The personalised workforce programme tested the idea of personal workforce budgets in practice. Funding of between £1000 and £8000 per grant was provided to meet workforce development needs, each related to specific individuals around positive behavioural support (PBS), autism and associated topics, including skills to deliver further development. This resulted in 2,900 training interventions focused around the needs of 169 'focus people'. We know that many of the workers also used the skills they gained with a much wider number of individuals. The funding had to be spent on workforce development activity focused on meeting the needs of an identified individual. Applications were judged by an independent panel against stated criteria, which focused on outcomes for the individual, their team and the wider system.

The early findings from this work suggest that this resulted in 82% of the organisations involved reporting that as a result of the learning and development funded by a personal workforce budget, there had been a reduction or avoidance of a hospital admission for the person the workforce budget was linked to and / or to other people that those staff also support.

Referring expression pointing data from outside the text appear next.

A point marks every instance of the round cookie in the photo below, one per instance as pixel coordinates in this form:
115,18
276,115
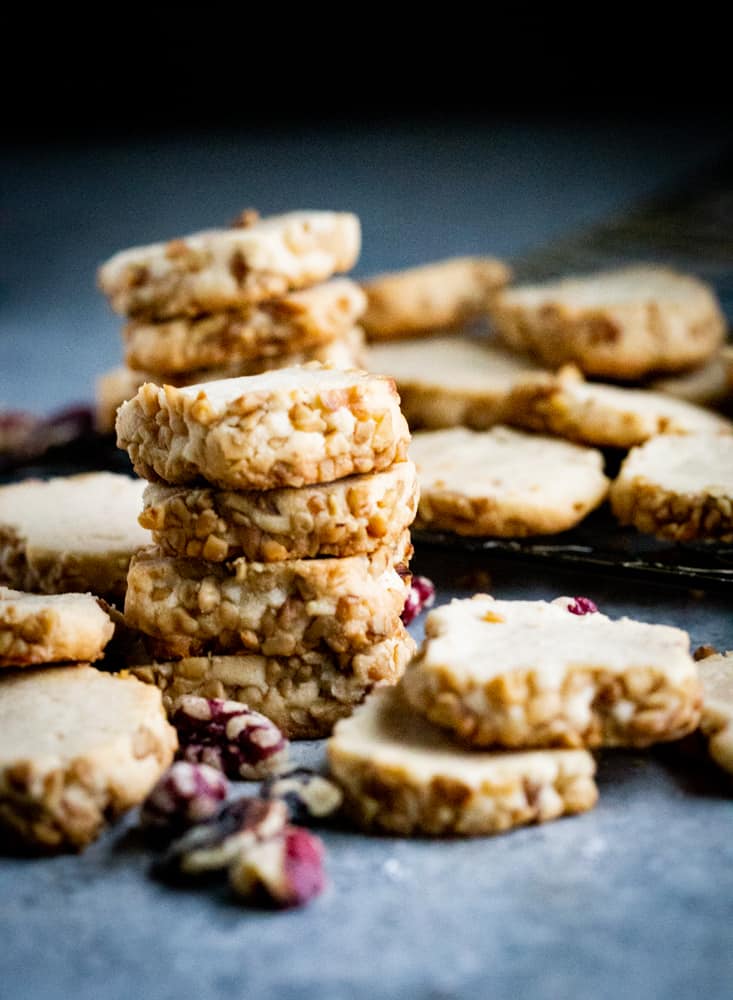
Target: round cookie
41,628
290,427
77,747
70,534
255,260
282,608
403,776
678,487
433,296
450,381
606,416
533,674
621,324
303,695
288,325
347,517
503,482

The impacts on the workforce included:

  • Professionals had become far more adept at putting themselves in the focus person’s world, thus helping them and others to understand what can be done to minimise anxiety and stress.
  • The training impacted on the culture of the service, with staff embracing the view that behaviours perceived as challenging are seen as a form of communication that a need is not being met.
  • Lower staff turnover, reduced stress and better reflection.
  • Staff report feeling more confident when dealing with challenges, reducing the incidents.

Personal stories emerging from the work included:

  • “The person is more settled, he does not seem to be as anxious and is more relaxed in his home environment”
  • “Improved physical health due to improved care”
  • “Intensive interaction has been really useful in building relationships. The focus person has begun calling people by their names, where previously she was shouting man or woman ... she is able to do more adventurous trips out…and largely it is the staff team understanding and skills that have contributed to this”
  • “Much improved quality of life, developing positive relationships with staff team, decrease in challenging behaviours”
  • “Immediate improvement in self-esteem, quality of life, access to activities and positive relationships”
  • Reduction in the amount of antipsychotic medication prescribed in the local area
  • One person needing 2:1 staff support instead of 5:1 that was needed previously.
  • "The funding helped to bring together several agencies and family carers for a common purpose, which is something we would normally find very difficult or impossible."

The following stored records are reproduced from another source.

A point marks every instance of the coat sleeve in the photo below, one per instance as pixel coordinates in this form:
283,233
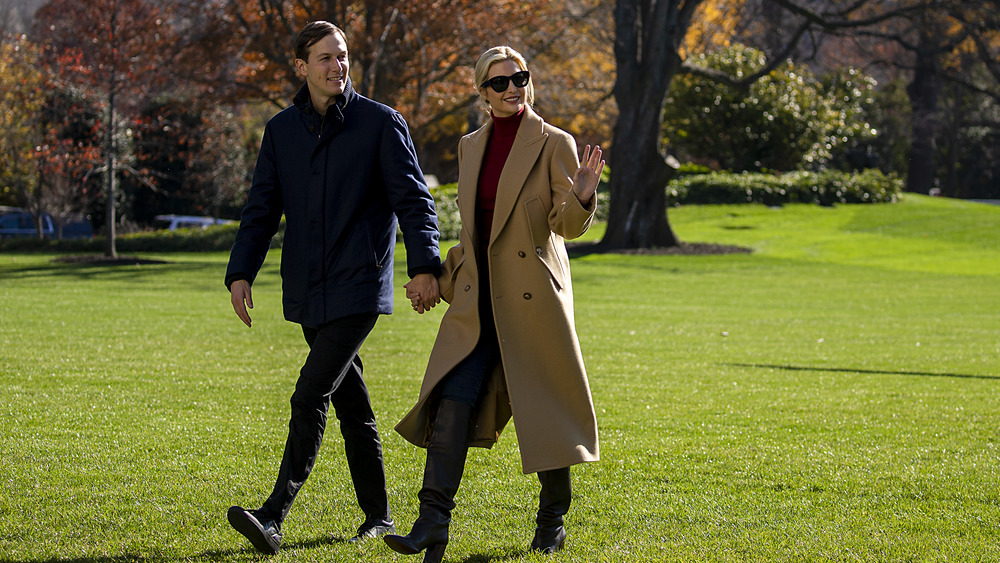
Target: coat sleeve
410,199
261,216
569,218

While this programme of work is only one model of personalised workforce funding, it is evident from the work to date that such an approach can have a significant impact on people's lives and relieve pressure on public services.

The questions now are:

  • Could the approach be adapted or adopted on a broader scale?
  • What would the opportunities and challenges be?
  • What does the existing evidence base tell us about where this kind of approach has been used before?
  • Is personalised learning and development, specifically directed at the workforce and support people in the community the missing link?